Ob Einbürgerung oder Kfz-Anmeldung: Wer etwas von Behörden will, muss oft lange warten. Ein Verwaltungsexperte von der Hochschule Kehl erklärt, wie sich das Problem lösen ließe.

In Pforzheim herrscht seit Wochen Ärger über die Kfz-Zulassungsstelle: Bürger müssen extrem lange auf einen Termin warten - der dann häufig wieder gestrichen wird. Auch bei der Kfz-Zulassungsstelle in Stuttgart bilden sich oft lange Schlangen. Die Ausländerbehörde in der Landeshauptstadt ist seit Langem in der Kritik, weil manche monatelang auf dringende Unterlagen warten, um etwa eine Arbeit aufnehmen zu können.

Jüngstes Problem: Seit Ende Juni gilt das neue Staatsbürgerschaftsrecht - nun hat sich die Zahl der Anträge für einen deutschen Pass mindestens verdoppelt, schätzt der Städtetag Baden-Württemberg. Die Folge: Antragsteller müssen mitunter über ein Jahr warten.

Jörg Röber, Professor für Verwaltungsmanagement an der Hochschule für öffentliche Verwaltung in Kehl, erklärt im Interview, woran es in den Ämtern hapert und welche Lösungsansätze er sieht.

SWR Aktuell: Die Zahl der Anträge auf Einbürgerung steigt stark, die Kommunen kommen mit der Bearbeitung nicht hinterher. Betroffene warten teils ein Jahr auf einen Termin. Herr Professor Röber, hat das einfach nur mit Personalknappheit zu tun?

Jörg Röber: Nein. Die generelle Überlastung in den Ämtern ist in der Regel nicht monokausal, sondern hat ein Bündel von Ursachen. Bei den Einbürgerungen kommt hinzu, dass sich hier die Rechtslage verändert hat: Zugewanderte können jetzt schneller einen deutschen Pass bekommen. Dadurch nehmen die Anträge zu, und das trifft auf den bereits bestehenden Personalmangel. Jeder Fall wird individuell geprüft, was aus guten Gründen richtig ist - aber das ist personalaufwendig.
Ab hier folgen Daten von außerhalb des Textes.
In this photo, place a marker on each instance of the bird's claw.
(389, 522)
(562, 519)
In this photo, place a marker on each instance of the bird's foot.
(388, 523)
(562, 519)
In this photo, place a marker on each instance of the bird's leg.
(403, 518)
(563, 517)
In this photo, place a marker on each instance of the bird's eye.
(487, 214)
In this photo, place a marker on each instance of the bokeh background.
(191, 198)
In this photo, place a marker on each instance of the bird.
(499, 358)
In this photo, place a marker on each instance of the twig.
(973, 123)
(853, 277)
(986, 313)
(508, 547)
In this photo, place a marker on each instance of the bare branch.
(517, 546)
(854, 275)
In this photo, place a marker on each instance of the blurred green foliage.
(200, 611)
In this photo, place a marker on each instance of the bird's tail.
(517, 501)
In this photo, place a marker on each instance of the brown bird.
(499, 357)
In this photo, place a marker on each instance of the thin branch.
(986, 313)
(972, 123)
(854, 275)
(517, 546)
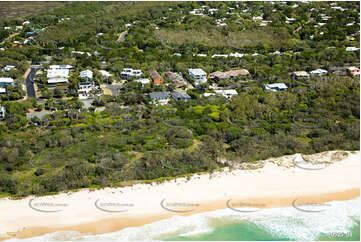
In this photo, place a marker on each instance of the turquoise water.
(246, 231)
(234, 232)
(340, 220)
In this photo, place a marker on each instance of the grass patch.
(214, 36)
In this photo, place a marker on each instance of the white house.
(275, 87)
(88, 74)
(105, 73)
(8, 68)
(143, 81)
(219, 55)
(352, 48)
(56, 80)
(161, 98)
(227, 93)
(198, 75)
(57, 73)
(2, 112)
(84, 89)
(6, 80)
(60, 67)
(318, 72)
(129, 72)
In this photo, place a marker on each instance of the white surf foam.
(285, 222)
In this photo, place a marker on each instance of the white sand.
(271, 181)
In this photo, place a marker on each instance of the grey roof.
(159, 95)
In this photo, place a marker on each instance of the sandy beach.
(111, 209)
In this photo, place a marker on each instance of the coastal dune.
(305, 183)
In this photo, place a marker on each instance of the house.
(84, 89)
(318, 72)
(129, 73)
(300, 75)
(352, 48)
(207, 94)
(180, 96)
(275, 87)
(218, 75)
(88, 74)
(8, 68)
(57, 73)
(339, 71)
(60, 67)
(143, 81)
(2, 112)
(227, 93)
(57, 80)
(198, 75)
(5, 81)
(176, 78)
(354, 71)
(105, 73)
(157, 79)
(159, 97)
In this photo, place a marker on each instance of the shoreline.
(270, 186)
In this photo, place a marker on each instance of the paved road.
(30, 83)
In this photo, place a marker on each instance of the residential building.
(352, 48)
(354, 71)
(176, 78)
(84, 90)
(129, 73)
(60, 67)
(88, 74)
(157, 79)
(340, 71)
(300, 75)
(180, 96)
(143, 81)
(275, 87)
(57, 80)
(198, 75)
(105, 73)
(318, 72)
(8, 68)
(159, 97)
(4, 81)
(227, 93)
(228, 74)
(2, 112)
(57, 73)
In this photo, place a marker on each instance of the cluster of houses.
(58, 74)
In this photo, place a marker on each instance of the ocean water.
(339, 221)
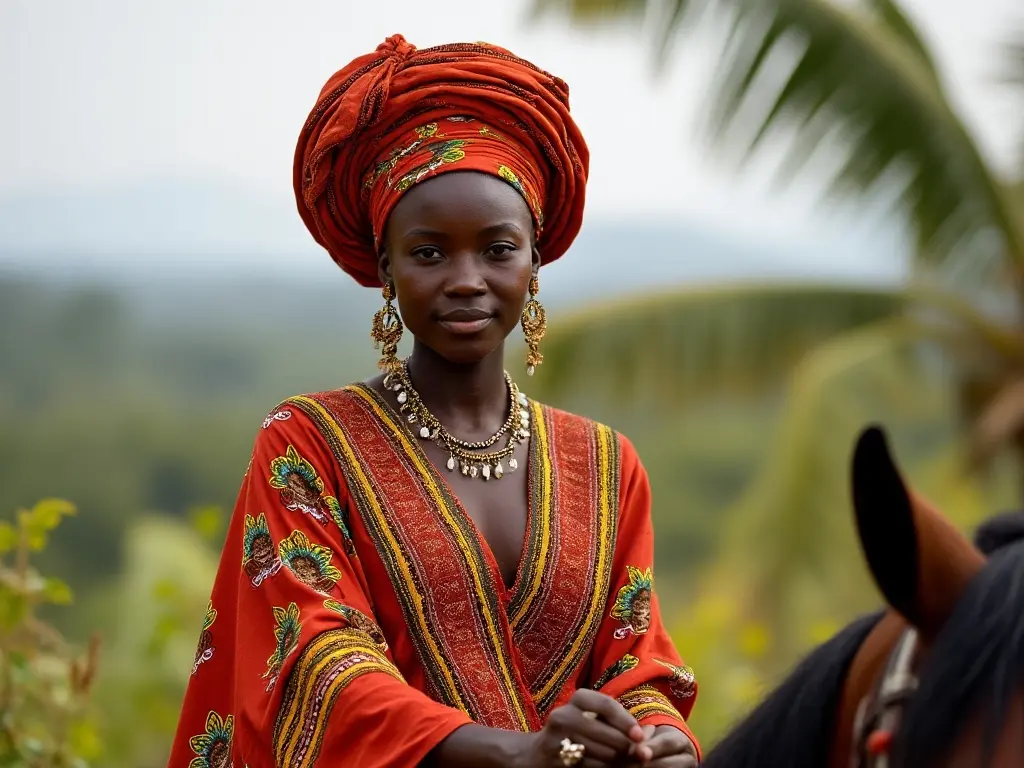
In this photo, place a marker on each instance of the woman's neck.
(471, 400)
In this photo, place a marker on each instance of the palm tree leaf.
(687, 344)
(1000, 421)
(901, 26)
(868, 77)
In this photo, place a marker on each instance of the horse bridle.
(880, 714)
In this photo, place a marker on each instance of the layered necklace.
(472, 459)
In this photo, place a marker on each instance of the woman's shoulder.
(312, 412)
(574, 423)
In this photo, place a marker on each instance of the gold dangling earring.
(386, 332)
(535, 325)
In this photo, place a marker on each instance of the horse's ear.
(920, 561)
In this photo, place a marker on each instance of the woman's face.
(460, 251)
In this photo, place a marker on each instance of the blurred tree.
(44, 684)
(858, 79)
(851, 91)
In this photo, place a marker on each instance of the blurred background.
(803, 216)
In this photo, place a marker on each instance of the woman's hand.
(665, 747)
(606, 731)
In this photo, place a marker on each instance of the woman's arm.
(593, 720)
(634, 659)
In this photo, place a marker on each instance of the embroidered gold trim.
(645, 700)
(411, 595)
(331, 662)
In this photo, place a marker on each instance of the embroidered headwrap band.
(399, 116)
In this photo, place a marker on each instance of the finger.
(609, 711)
(668, 742)
(574, 724)
(676, 761)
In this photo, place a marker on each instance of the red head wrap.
(399, 116)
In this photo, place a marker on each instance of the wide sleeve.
(308, 679)
(634, 659)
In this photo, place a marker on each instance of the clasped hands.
(609, 736)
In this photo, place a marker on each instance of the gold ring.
(570, 753)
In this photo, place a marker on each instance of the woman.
(391, 594)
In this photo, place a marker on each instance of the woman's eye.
(427, 254)
(502, 249)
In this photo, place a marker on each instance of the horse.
(936, 678)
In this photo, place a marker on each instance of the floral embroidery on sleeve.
(286, 632)
(633, 603)
(682, 683)
(302, 489)
(259, 558)
(204, 651)
(624, 665)
(276, 416)
(214, 747)
(309, 562)
(359, 622)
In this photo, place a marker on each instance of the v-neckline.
(535, 502)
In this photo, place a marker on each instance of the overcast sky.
(101, 92)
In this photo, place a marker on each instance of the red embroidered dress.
(358, 616)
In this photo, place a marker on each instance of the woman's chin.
(466, 351)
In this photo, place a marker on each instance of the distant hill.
(169, 242)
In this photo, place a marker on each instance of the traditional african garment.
(358, 616)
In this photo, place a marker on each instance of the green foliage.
(45, 685)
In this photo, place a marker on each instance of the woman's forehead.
(460, 199)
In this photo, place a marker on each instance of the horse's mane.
(794, 726)
(975, 666)
(999, 530)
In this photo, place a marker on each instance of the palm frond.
(686, 344)
(868, 80)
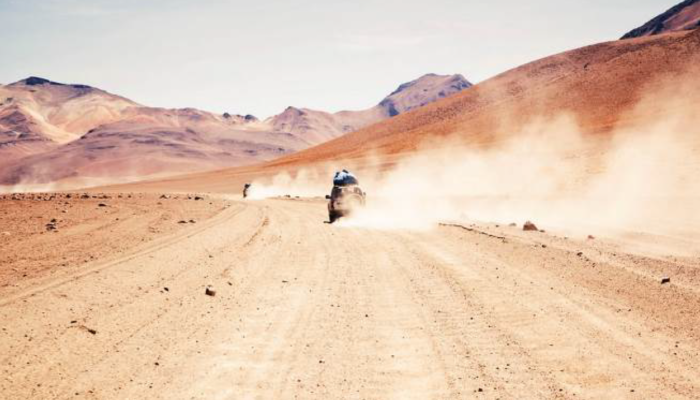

SWR Aktuell: Der Flüchtlingsrat in Nordrhein-Westfalen hat vorgeschlagen, dass man Mitarbeitende aus anderen Behörden abordnen könnte, ähnlich wie in der Coronakrise, als Mitarbeitende in den Gesundheitsämtern aushalfen. Ist das ein vernünftiger Vorschlag oder verschiebt man so nur die Personallücken?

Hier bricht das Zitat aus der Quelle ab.